Perhaps sated by the frolicking at All Season, the kids calmed down and enjoyed the adventure of foraging for fruit. We arrived the first day of the season, so the hunting was easy. WCO’s raspberry bushes and apple trees were absolutely pregnant with the red stuff and we excitedly filled our trays, bags and wagons. They charge $12 a peck with no minimum (more for Honeycrisp). All Season charges $10 per person for a combo wagon trip and half peck bag (about 7 lbs.).
Curious about the economics, I wondered how feasible U-pick orchards are. None of the owners I spoke with wants to sell to wholesalers. But Sue said her employees once warned not to watch guests pick from the trees. Observing how they waste good fruit and disrespect her trees would break her heart. A WCO driver patrolled the acorn-strewn lanes to observe the picking. Both orchards prefer to pre-pick Honeycrisps for their guests not only because the popular variety is more valuable, but the tender fruits are so delicate that picking one can cause several neighbors to drop from the branch.
Admittedly, my fond memories of orchard visits include chomping fresh apples and discarding the cores near the trunk, unpaid for, but thoroughly enjoyed. Like humans to The Giving Tree, our relationship to our arborial friends is all take (for an exception to this, see Michael Pollan’s Botany of Desire). This is a risk U-pick farmers take to eliminate the middlemen and offer the crop straight to the consumers. The trees may suffer abuse from city bumpkins who don’t appreciate the enormous expense and effort required to grow beautiful fruit.

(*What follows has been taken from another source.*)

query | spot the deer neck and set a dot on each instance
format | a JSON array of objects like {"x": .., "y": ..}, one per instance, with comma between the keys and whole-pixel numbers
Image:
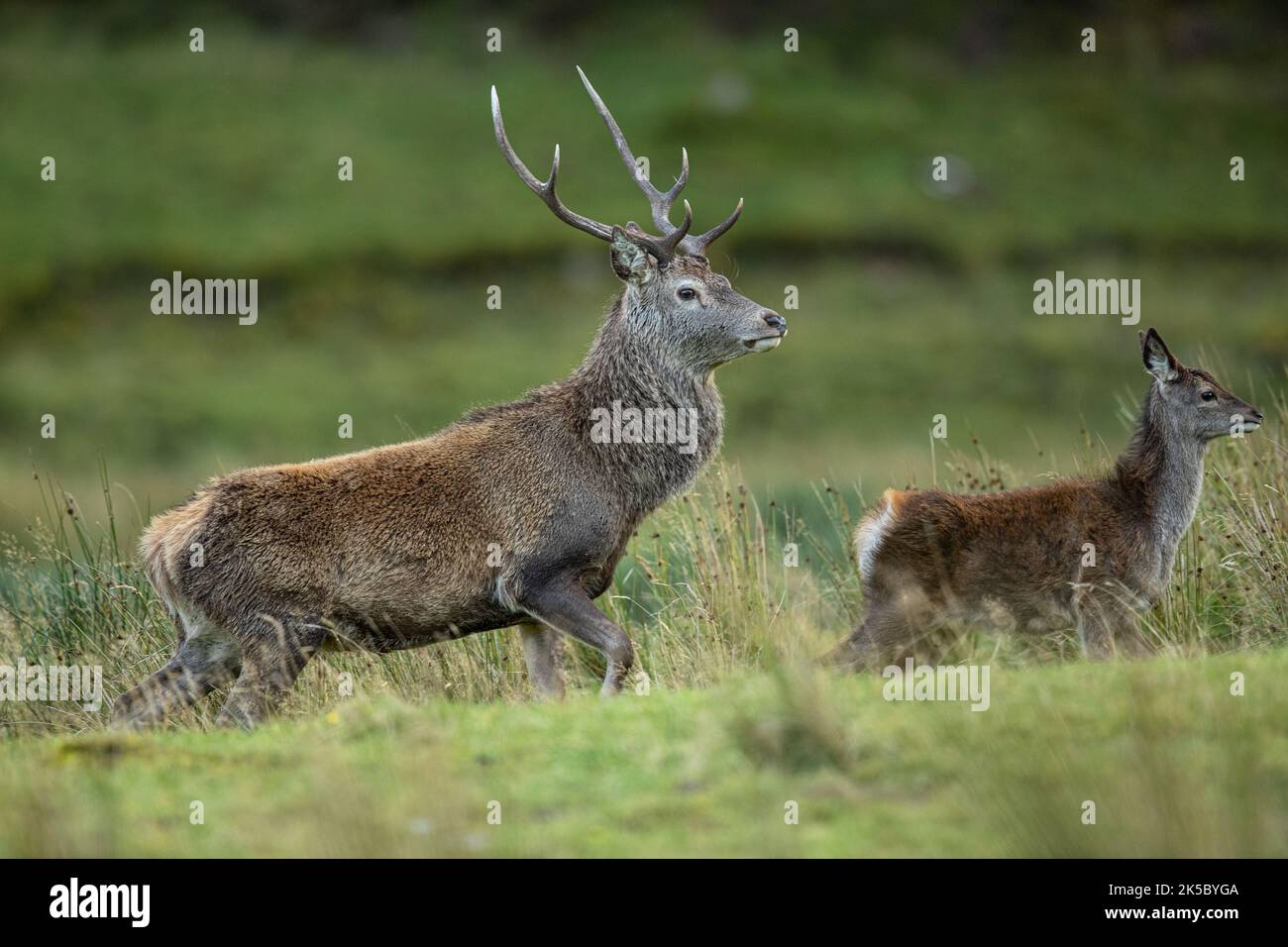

Fortunately, our kids had been to farms before and behaved themselves. Will the respect they show to their food source translate into a respect for Illinois’ long history of farming when they grow up? Jim notes that property taxes are high and that “it’s extremely hard to farm when someone wants to give you a huge check to develop the land . . . You have to have the passion for growing.”
So far, he’s resisted selling. Developing a farm is nearly irreversible. Suburban sprawl cannot easily be reclaimed into an orchard. Large-scale fertility is forever lost when the dozers and backhoes remove ancient soil to pour foundations. The drive north on Rte. 47 from I-90 bears witness to the farmers who gave up and watched homes and malls raised on their cropland. With each spurt of metropolitan expansion, the orchards creep another step away from Chicago. Can the demand for nearby agritainment compete with the demand for homes in the areas we once called “country?” How far will city and suburban folk be willing to travel before we quit and just let our efficient distribution system deliver us our food? When this happens, as well as missing out on some freshness, we lose something else.
“Even at a farmer’s market, you’re still buying from a stand,” worries Cathleen. “Here, you’re in front of a tree. It reminds you of the rural environment.” She notes that many non-rural kids she meets don’t know where their food comes from when they first reach the orchard, but then, “the kids just explode, squealing when they feel the first lurch of the tractor pulling them towards the apples.”
So that’s the situation with U-pick orchards on the borderline between Chicago’s expansion and the counties we still consider rural. Farmers are tempted by developers but some consumers are tempted by freshness. I recall that freshness from when I was a kid and I watch my sons relish the same sensation today, albeit twice as far from home as it once was. The long car ride stretches the definition of “local eating.” But the orchards still call loud and clear: the fruitful soil still remains and good eating can be found here.